Constant surveillance as a form of control is not new. Years before smartphones and social media, Jeremy Bentham designed a prison where thousands of inmates would suffer through a similar paranoid performative existence as Lacie’s in Black Mirror. He called it The Panopticon. It’s a circular building with cells on the outside surrounding a tower in the middle for the lone guard or source of surveillance. The guard can see out of the tower but none of the prisoners can see the guard. They know he may be looking but cannot be sure when. Bentham theorized this constant state of maybe being watched would force prisoners to act as if the guard was staring right at them all the time. Applying Bentham’s principle outside of jail and in the context of the Investigatory Powers Act, everything that accesses the Internet becomes a guard tower that may be sending your online activity to a government agency. The act is a big deal because it makes the idea of private social information becoming public a legitimate possibility. That said, just because something is searchable does not necessarily mean someone will look it up. The real fear in surveillance is not from being watched but being judged based on what the watcher saw. If something stands out, people will have more incentive to investigate and pass judgement on whatever behaviour caused the anomaly or is in someway different from the norm. Theoretically, when more data is available, the only way to maintain the same level of privacy as before is to give no reason for people to look at that data even though they now can.

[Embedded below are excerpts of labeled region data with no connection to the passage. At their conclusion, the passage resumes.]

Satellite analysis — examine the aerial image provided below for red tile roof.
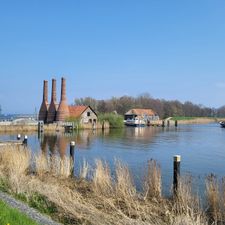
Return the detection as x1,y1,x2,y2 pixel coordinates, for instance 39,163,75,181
69,105,88,117
126,109,157,116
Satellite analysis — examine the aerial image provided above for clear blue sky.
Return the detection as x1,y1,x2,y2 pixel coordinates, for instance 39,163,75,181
0,0,225,113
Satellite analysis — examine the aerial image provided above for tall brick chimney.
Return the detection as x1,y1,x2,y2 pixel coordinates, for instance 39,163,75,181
56,77,69,121
38,80,48,123
47,79,57,123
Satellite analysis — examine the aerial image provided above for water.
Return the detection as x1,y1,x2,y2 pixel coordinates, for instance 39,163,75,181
0,124,225,193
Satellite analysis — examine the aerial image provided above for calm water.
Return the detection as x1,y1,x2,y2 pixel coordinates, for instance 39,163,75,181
0,124,225,192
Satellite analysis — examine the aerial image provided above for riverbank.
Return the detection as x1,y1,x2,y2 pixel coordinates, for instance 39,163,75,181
0,145,225,225
0,121,110,133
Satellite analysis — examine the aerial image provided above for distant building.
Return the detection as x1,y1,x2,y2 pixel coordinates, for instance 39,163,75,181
124,109,159,125
38,78,97,124
69,105,97,124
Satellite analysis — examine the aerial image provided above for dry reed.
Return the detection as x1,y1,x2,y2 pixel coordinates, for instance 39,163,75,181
0,148,222,225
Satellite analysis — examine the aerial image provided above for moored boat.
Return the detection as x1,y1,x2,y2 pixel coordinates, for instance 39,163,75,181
125,118,146,127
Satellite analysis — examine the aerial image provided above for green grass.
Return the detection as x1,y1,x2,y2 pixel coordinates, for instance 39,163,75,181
0,201,38,225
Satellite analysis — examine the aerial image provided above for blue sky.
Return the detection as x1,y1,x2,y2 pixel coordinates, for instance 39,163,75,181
0,0,225,113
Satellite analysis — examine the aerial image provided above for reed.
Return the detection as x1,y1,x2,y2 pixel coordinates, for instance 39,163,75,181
0,145,225,225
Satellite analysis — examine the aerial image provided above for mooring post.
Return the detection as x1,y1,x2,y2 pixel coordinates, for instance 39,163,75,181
173,155,181,196
17,134,21,141
23,135,28,146
167,120,170,127
70,141,75,176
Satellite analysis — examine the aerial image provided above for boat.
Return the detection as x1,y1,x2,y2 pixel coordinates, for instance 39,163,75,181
219,121,225,128
124,118,147,127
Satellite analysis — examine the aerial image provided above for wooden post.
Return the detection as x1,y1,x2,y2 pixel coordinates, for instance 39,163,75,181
167,120,170,127
23,135,28,146
173,155,181,196
175,120,178,127
17,134,21,141
70,141,75,176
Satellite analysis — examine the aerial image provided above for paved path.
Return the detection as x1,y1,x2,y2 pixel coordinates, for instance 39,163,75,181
0,191,62,225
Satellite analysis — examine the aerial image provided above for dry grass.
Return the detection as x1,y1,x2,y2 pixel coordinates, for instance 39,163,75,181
144,159,162,199
0,148,225,225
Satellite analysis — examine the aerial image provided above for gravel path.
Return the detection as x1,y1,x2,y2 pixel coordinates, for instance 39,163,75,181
0,192,62,225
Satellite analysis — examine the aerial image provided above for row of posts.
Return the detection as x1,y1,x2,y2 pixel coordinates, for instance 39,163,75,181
17,134,181,195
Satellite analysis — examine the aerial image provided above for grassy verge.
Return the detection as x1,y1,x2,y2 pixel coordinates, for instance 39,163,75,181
98,113,124,128
0,201,37,225
0,145,225,225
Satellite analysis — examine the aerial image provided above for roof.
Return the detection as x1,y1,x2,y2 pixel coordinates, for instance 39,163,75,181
69,105,97,118
69,105,88,117
125,109,157,116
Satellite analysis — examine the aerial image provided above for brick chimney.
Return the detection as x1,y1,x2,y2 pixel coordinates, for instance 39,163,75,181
56,78,70,121
38,80,48,123
47,79,57,123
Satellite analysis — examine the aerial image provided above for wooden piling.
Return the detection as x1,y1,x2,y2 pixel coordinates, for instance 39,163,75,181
17,134,21,141
175,120,178,127
23,135,28,146
167,120,170,127
70,141,75,176
173,155,181,196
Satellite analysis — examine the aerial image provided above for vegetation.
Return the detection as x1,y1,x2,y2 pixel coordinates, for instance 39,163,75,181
98,113,124,128
0,145,225,225
172,116,198,120
75,94,219,118
0,201,37,225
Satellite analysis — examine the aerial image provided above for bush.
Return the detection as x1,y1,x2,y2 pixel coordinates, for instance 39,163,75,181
98,113,124,128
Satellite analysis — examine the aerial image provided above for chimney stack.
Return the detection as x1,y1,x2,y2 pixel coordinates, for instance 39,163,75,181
56,78,69,121
47,79,57,123
38,80,48,123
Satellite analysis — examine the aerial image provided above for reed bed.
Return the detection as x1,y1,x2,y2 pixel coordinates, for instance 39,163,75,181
0,147,225,225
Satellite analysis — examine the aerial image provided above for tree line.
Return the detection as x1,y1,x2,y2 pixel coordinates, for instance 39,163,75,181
75,94,225,118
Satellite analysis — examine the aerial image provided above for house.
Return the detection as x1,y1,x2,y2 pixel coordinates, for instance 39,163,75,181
69,105,98,124
124,109,159,124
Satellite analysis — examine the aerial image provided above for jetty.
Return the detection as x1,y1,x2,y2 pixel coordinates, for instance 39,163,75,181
0,140,24,147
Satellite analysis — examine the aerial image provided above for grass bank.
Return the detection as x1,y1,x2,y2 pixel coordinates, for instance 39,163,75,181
0,148,225,225
0,201,38,225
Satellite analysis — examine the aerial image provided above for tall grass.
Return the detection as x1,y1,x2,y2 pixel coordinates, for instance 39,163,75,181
0,201,38,225
0,148,225,225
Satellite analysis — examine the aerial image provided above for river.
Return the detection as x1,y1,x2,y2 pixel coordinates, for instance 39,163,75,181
0,123,225,193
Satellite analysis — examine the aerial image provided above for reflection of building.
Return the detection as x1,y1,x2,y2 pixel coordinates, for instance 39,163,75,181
69,105,97,124
124,109,159,126
39,78,97,124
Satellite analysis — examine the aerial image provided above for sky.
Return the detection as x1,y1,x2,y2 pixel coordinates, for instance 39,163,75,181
0,0,225,113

In this data driven world where our most intimate details are available, we can still find comfort in everyone else being equally exposed. Knowing the same discussion has been happening since Bentham, Orwell, and Huxley, it can be comforting to see privacy as a spectrum rather than a fixed concept. What is traditionally private will continue to evolve. It’s likely we will keep enjoying the ability to connect to each other and different devices through new technology. These new devices will determine what information remains off the grid and what you must trade to participate in an increasingly social digital society. The distinction between information not being available and not being acted on will grow much more apparent. As personal data becomes more accessible than ever, anonymity becomes the new privacy. The data is out there but so long as no one has the incentive to access it, any secrets are still as unexposed as they would have been had the data not been collected. This makes perpetual performance to avoid unwanted attention or someone making use of your available personal data the scariest consequence of increased surveillance. Its why Black Mirror is creepy and Bentham’s prison only needs one guard. Perhaps the scariest part about the Investigatory Powers Act is not the government’s increased surveillance abilities, but that we keep changing our behaviour when we feel someone is watching.